The government had funded alcohol care teams in the 25% of hospitals that were worst affected. “We don’t think that’s enough. We think there should be alcohol specialists in 100% of hospitals given the magnitude of the problem. It’s a nationwide problem that needs a nationwide solution and not just cherrypicking,” he said.

Alcohol Change UK said alcohol care teams, working across hospital departments and with the community services, save lives and NHS money. “Public Health England estimates that a seven-day service of this kind in a hospital can save 2,000 bed days per year, creating a saving of £3.85 for every £1 invested,” said Piper.

But there is a need to stop people arriving in hospital, he said. “We must consider whole-population approaches, like minimum unit pricing and restrictions on alcohol marketing, to prevent harm before it happens. We must wake up to the unacceptable levels of suffering that alcohol is causing our society.”

Prof Sir Ian Gilmore, the chair of the Alcohol Health Alliance UK, said the figures were worrying. “More than 80 people die of alcohol-related causes across the UK every day, and there are more than 1m alcohol-related hospital admissions every year in England alone. This puts considerable pressure on the NHS, as well as other public services,” he said.

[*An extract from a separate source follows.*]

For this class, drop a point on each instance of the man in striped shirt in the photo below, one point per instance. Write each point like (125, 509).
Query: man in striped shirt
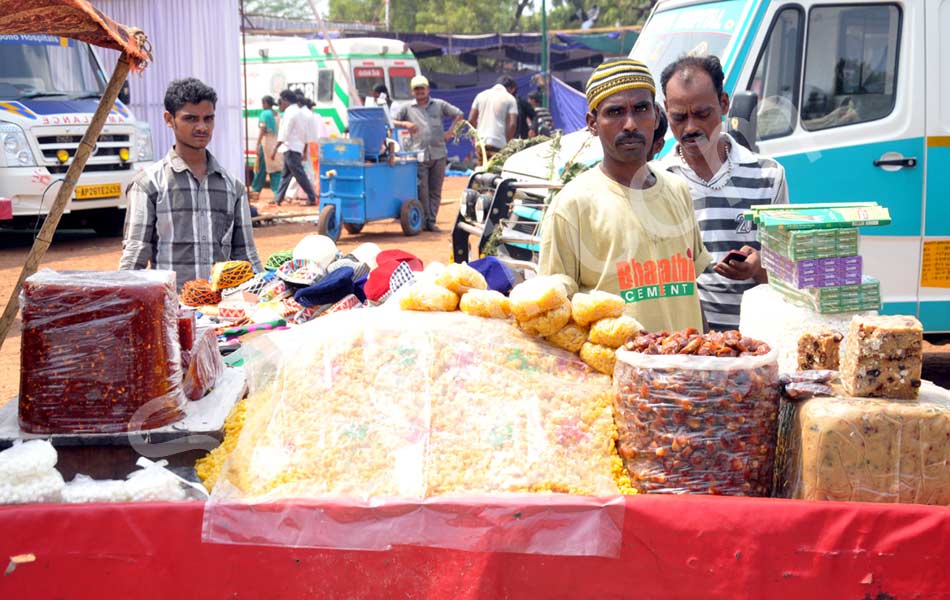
(185, 211)
(724, 179)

“We are urging the government to prioritise reducing the harm alcohol causes. The government needs to take action and introduce targeted, evidence-based measures, including minimum unit pricing, to raise the price of the cheapest, strongest alcohol products, which would help to tackle the alcohol-related harms people are experiencing.”

The World Cancer Research Fund pointed out that drinking alcohol increases the risk of six types of cancer, including breast and bowel cancer. “We have a social culture in the UK which can be very focused on alcohol,” said Kate Oldridge-Turner, its head of policy.

“We need the government to empower people to drink less by making our daily environments healthier and tackling this drinking culture, as information alone won’t lead to large scale change in behaviours,” she said, echoing the call for minimum unit pricing as well asbetter urban planning that gives people more social spaces that do not revolve around alcohol”.

The NHS England chief executive, Simon Stevens, said: “Alcohol dependence can devastate families with the NHS often left to pick up the pieces, yet the right support can save lives. The NHS long-term plan will expand specialist alcohol care teams in hospitals across the country to tackle problem drinking and prevent 50,000 admissions over the next five years.”